Advanced materials for highly efficient LEDs

Led lamp, fot. public domain

Lighting accounts for a significant part of electricity consumption in homes and buildings. An EU-funded project is introducing light-emitting diodes (LEDs) with promising materials that consume 50 % less energy than fluorescent bulbs.

Holding great promises for lower energy consumption and high conversion efficiencies, lighting fixtures with solid-state light sources have the potential to revolutionise the lighting industry. Further advances in light-emitting efficiency at high currents, with excellent colour rendering at low cost would significantly accelerate the widespread uptake of this technology.

The EU-funded project ALIGHT (AlGaInN materials on semi-polar templates for yellow emission in solid state lighting applications) is investigating the materials for these improved lighting devices by developing new large-area semi-polar templates using sapphire and silicon substrates. These semipolar templates help reduce the inbuilt electric fields in LEDs which affect their colour stability and efficiency and provide a large area, low cost platform for the growth of the LED layers. The project is also using the indium aluminium gallium nitride (InAlGaN) material for the light-emitting layers, targeting blue and yellow emission.

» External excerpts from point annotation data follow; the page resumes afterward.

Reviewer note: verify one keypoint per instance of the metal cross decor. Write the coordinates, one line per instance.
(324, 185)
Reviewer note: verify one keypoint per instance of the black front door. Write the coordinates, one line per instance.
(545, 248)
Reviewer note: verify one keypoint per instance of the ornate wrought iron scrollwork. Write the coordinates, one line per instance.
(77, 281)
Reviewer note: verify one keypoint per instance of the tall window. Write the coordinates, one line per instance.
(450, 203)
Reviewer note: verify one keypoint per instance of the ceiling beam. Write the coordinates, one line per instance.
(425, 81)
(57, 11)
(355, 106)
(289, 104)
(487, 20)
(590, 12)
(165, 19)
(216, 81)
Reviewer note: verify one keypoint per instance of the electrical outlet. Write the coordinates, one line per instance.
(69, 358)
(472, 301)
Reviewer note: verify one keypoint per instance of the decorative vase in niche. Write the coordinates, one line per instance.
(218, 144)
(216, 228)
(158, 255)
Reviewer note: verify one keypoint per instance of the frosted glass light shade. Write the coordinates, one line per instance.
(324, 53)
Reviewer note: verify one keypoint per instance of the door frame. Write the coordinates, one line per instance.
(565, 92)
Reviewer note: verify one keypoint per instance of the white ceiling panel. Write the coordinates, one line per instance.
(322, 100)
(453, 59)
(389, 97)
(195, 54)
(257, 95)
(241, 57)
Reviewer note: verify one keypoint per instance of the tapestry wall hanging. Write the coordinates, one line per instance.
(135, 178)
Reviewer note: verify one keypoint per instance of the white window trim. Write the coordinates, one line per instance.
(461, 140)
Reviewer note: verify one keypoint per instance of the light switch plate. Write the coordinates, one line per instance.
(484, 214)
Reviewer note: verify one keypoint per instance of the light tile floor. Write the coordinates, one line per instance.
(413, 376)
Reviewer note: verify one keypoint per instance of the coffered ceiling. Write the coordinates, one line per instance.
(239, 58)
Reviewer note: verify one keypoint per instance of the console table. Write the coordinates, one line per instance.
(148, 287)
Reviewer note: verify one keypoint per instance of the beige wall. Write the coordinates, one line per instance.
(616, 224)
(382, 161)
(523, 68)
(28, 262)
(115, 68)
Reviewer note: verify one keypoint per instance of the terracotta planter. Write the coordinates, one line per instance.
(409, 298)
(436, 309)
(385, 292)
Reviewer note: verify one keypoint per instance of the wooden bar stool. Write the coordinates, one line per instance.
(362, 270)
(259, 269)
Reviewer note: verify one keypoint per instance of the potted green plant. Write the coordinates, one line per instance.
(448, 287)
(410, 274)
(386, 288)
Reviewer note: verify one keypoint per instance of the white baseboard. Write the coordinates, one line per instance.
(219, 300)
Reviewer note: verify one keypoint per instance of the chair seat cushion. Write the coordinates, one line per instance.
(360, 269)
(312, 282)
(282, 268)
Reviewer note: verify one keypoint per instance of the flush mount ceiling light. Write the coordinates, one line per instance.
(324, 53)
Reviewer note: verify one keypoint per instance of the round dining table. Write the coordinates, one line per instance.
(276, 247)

A major challenge is patterning of the wafer to generate and coalesce semi-polar planes on the structured sapphire substrate. To this end, scientists are evaluating the impact of substrate fine orientation and growth parameters through X-ray measurements, luminescence and atomic-scale imaging. Metalorganic and hydride vapour phase epitaxy (MOVPE and HVPE, respectively) are used to grow layers on the substrates. The active light-emitting material consists of quantum wells that have high optical efficiency and excellent colour purity.

Over the first project period, scientists performed significant work with regard to growing semi-polar GaN templates using different approaches.

Project partners used the HVPE technique to overgrow GaN on top of a GaN layer grown by MOVPE that was initially prepared on pre-structured sapphire. InGaN layers were then grown on semi-polar GaN templates with different growth temperatures. Semi-polar InGaN structures with different thicknesses were optimised, reaching high conversion light-emitting efficiencies in the blue and yellow spectra.

A move from growing devices on semi-polar substrates is helping to overcome issues related to reduction in LED light-emitting efficiency. Replacing current lighting technologies with solid-state lighting based on InGaN LEDs should enable a reduction in electricity by up to 5 %.